Accuracy and precision

Choice-based methods are very efficient in interpretation and prediction of the events made with high involvement of the decision maker. Results for low-involvement events are often less reliable but still clearly superior to metric methods. The reason is simple. In a classic metric-based method, an item is usually rated no more than once. In a choice-based method, it can be present in many sets and, thus, be evaluated many times under different conditions and context.
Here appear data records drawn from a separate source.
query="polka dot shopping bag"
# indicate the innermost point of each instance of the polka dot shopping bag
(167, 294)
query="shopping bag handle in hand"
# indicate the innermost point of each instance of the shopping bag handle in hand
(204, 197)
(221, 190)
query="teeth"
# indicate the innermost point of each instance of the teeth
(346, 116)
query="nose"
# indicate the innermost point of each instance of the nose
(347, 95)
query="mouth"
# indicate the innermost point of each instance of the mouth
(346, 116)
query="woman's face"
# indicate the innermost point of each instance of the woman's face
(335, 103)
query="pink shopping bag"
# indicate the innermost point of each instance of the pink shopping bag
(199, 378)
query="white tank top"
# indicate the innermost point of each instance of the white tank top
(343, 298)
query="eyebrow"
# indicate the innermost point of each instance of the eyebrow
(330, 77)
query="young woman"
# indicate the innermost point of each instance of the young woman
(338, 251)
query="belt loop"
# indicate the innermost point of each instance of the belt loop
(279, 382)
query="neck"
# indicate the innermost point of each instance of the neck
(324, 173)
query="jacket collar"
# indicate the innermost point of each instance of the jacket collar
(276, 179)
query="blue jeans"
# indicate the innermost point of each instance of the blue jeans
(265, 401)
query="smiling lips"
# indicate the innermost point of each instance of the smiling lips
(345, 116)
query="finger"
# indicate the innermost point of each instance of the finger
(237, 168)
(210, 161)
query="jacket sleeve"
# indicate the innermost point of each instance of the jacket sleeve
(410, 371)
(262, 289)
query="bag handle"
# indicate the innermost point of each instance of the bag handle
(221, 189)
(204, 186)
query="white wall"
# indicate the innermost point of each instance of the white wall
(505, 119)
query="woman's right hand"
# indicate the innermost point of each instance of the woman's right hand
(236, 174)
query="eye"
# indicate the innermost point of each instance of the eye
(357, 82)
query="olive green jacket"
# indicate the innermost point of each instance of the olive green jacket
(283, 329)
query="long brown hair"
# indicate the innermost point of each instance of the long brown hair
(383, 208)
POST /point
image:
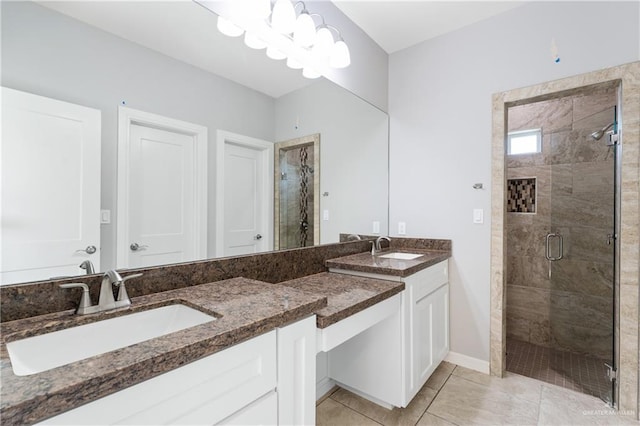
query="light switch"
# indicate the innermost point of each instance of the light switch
(402, 228)
(105, 217)
(478, 216)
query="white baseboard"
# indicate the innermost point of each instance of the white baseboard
(324, 386)
(468, 362)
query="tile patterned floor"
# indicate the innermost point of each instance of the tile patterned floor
(455, 395)
(569, 370)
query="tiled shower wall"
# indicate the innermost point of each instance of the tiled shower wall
(291, 198)
(572, 310)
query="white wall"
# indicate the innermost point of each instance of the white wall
(50, 54)
(353, 155)
(440, 145)
(367, 76)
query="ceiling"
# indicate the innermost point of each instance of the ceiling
(396, 25)
(186, 31)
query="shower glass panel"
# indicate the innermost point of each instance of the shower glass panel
(581, 269)
(561, 242)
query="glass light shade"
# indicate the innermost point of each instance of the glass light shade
(310, 73)
(261, 8)
(283, 18)
(304, 32)
(340, 57)
(293, 64)
(253, 41)
(228, 28)
(275, 53)
(323, 44)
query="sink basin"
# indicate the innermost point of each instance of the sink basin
(46, 351)
(401, 256)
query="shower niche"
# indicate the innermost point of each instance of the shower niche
(296, 191)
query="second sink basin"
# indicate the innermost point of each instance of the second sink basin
(401, 256)
(46, 351)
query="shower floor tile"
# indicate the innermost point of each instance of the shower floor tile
(573, 371)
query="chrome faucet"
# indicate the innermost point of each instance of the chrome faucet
(106, 301)
(376, 246)
(87, 266)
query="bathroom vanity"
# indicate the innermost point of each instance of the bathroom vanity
(384, 351)
(256, 359)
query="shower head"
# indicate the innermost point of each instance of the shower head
(598, 135)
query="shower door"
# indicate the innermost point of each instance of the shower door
(580, 245)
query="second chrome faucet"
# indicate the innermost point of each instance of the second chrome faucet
(376, 246)
(106, 301)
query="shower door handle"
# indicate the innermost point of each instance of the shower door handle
(547, 251)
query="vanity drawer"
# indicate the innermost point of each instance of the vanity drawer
(203, 392)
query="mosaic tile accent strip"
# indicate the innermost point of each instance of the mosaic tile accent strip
(581, 373)
(521, 195)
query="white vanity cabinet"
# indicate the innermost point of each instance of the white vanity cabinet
(269, 379)
(427, 325)
(391, 361)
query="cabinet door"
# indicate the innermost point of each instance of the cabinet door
(440, 330)
(430, 333)
(297, 373)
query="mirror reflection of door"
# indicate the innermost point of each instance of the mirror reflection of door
(50, 187)
(244, 195)
(164, 202)
(297, 185)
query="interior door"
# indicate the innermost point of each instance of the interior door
(161, 197)
(50, 187)
(243, 197)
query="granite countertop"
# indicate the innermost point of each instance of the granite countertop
(365, 262)
(244, 308)
(346, 294)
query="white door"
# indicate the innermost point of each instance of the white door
(243, 198)
(50, 187)
(244, 222)
(161, 197)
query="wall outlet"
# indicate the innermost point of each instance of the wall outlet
(376, 227)
(402, 228)
(478, 216)
(105, 217)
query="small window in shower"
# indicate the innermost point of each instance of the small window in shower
(524, 142)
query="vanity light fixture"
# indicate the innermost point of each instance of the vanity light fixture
(287, 35)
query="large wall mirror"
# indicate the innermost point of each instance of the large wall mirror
(133, 61)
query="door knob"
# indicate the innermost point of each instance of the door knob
(136, 247)
(88, 250)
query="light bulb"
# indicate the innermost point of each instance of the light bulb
(340, 57)
(253, 41)
(275, 53)
(293, 64)
(283, 18)
(228, 28)
(323, 44)
(304, 32)
(310, 73)
(261, 8)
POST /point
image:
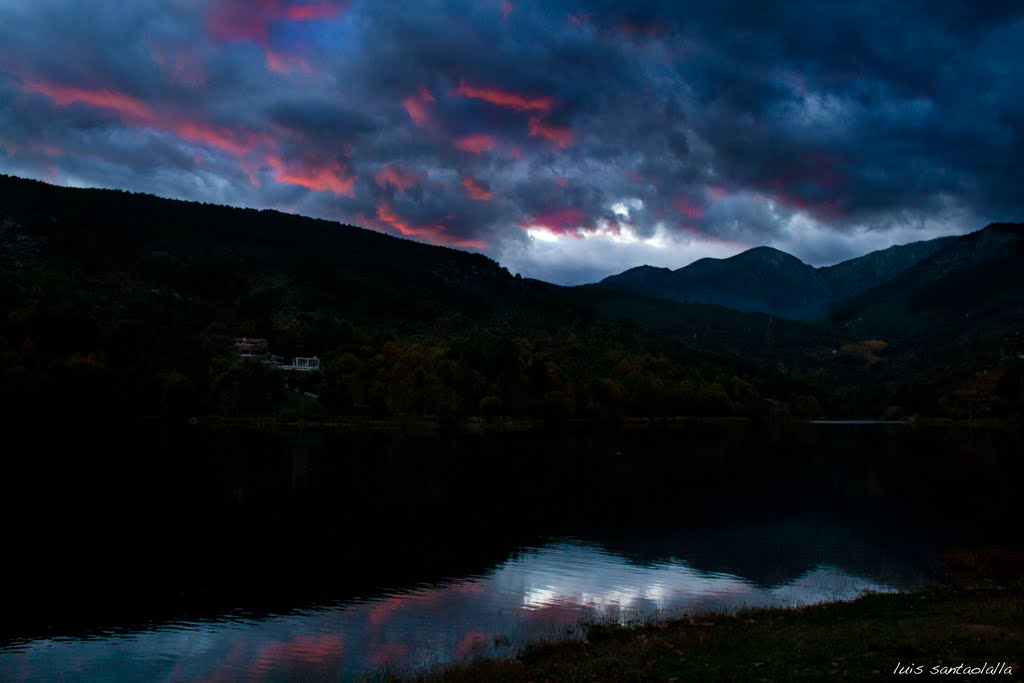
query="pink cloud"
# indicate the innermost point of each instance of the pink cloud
(475, 143)
(331, 176)
(398, 178)
(561, 137)
(434, 233)
(506, 98)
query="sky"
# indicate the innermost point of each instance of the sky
(568, 140)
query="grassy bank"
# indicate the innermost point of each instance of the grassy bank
(861, 640)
Individual-based estimates are extremely sensitive to the design of choice sets which concerns namely their orthogonality and balance. The number of freedoms of the estimated system should be always higher than the number of estimated parameters. The recent developments such as hierarchical Bayes or other methods that bank on aggregate sample properties and allow estimation of a higher number of individual parameters than the number of degrees of freedom per individual is, cannot correct the design deficiency. Especially the bias of estimates may be unpredictable.
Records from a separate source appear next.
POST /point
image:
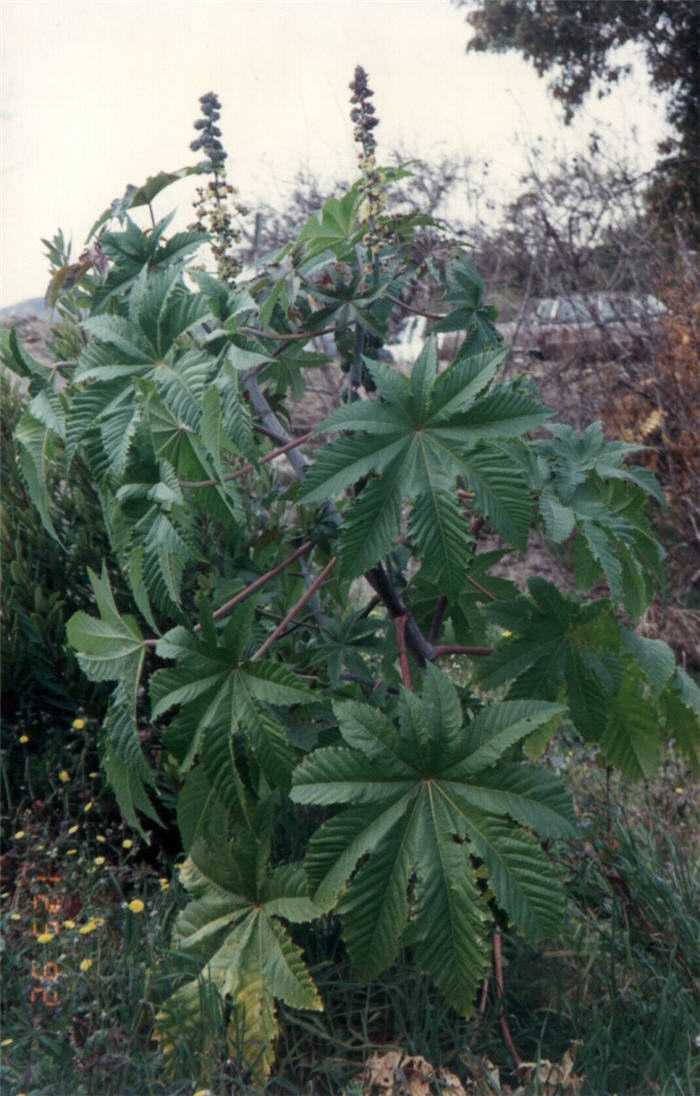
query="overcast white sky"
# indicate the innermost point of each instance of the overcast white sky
(94, 95)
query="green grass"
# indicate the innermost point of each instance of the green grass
(79, 1007)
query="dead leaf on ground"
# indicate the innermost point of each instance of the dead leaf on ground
(393, 1074)
(553, 1079)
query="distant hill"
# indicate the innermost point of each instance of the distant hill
(32, 308)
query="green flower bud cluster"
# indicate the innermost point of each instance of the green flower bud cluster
(215, 205)
(365, 121)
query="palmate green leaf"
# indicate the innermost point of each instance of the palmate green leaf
(36, 445)
(247, 955)
(410, 813)
(437, 528)
(555, 641)
(683, 723)
(111, 647)
(422, 436)
(654, 657)
(125, 767)
(373, 524)
(220, 694)
(632, 738)
(333, 228)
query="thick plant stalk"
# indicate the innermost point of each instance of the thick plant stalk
(377, 578)
(497, 969)
(460, 649)
(400, 624)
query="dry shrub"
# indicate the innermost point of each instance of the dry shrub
(663, 412)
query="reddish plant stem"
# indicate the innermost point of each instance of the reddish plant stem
(242, 594)
(440, 608)
(285, 337)
(497, 969)
(400, 624)
(416, 311)
(293, 612)
(249, 468)
(458, 649)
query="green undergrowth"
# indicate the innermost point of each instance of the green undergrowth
(85, 961)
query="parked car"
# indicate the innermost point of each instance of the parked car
(597, 326)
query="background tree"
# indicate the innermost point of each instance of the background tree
(580, 38)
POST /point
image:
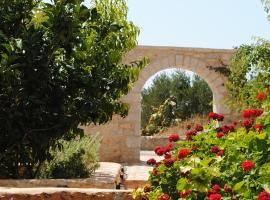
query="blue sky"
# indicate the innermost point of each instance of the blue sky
(198, 23)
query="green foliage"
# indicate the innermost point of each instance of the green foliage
(203, 168)
(60, 66)
(250, 73)
(75, 159)
(191, 95)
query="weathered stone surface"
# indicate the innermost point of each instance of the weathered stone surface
(150, 142)
(105, 177)
(116, 144)
(63, 194)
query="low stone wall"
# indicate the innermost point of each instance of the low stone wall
(107, 176)
(150, 142)
(63, 193)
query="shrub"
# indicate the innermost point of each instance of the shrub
(74, 159)
(206, 166)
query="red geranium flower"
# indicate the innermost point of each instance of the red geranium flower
(258, 127)
(216, 188)
(247, 123)
(214, 149)
(215, 196)
(189, 126)
(199, 127)
(151, 161)
(164, 197)
(247, 165)
(260, 96)
(220, 135)
(174, 137)
(184, 193)
(159, 151)
(168, 162)
(190, 134)
(251, 113)
(220, 152)
(155, 172)
(183, 153)
(264, 196)
(227, 189)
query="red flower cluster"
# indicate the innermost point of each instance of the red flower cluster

A frequent problem encountered in DCM is varying and often unchecked (or even inestimable) precision of the estimates. The levels of items that have been selected least, e.g. those least attractive in CBC - Choice Based Conjoint, have the lowest precision for a simple reason - little data is available. Fortunately, this does not introduce a big problem in a simulation. Such a product will have only a small share. However, the simulation may be useless when a low part-worth level is combined with a high part-worth level. The problem lies directly in the conjoint additive kernel. Due to the error propagation, a sum of part-worths has always lower precision than any of the part-worths alone. When a low part-worth is "overcome" by a high one the computed item utility may be completely wrong.

An unwanted effect can have an unduly attractive item. When an item has been chosen nearly whenever it was present in the choice task, the information is lost for all items in the given choice set. Inappropriately attractive items or the combinations of levels making them so have always a strongly detrimental effect on the estimates and should be strictly avoided. Design of items for a concept test or a MaxDiff study is fully in hands of the project designer. In a conjoint study, the problems can be efficiently tackled using a design based on product classes.

Deploying robust estimation methods in conjoint studies is also important. Fortunately enough, commercially available programs (e.g. from Sawtooth Software, Inc.) have parametric options that allow to keep tight reins both on the design and computation processes so that satisfactorily reliable estimates can be obtained.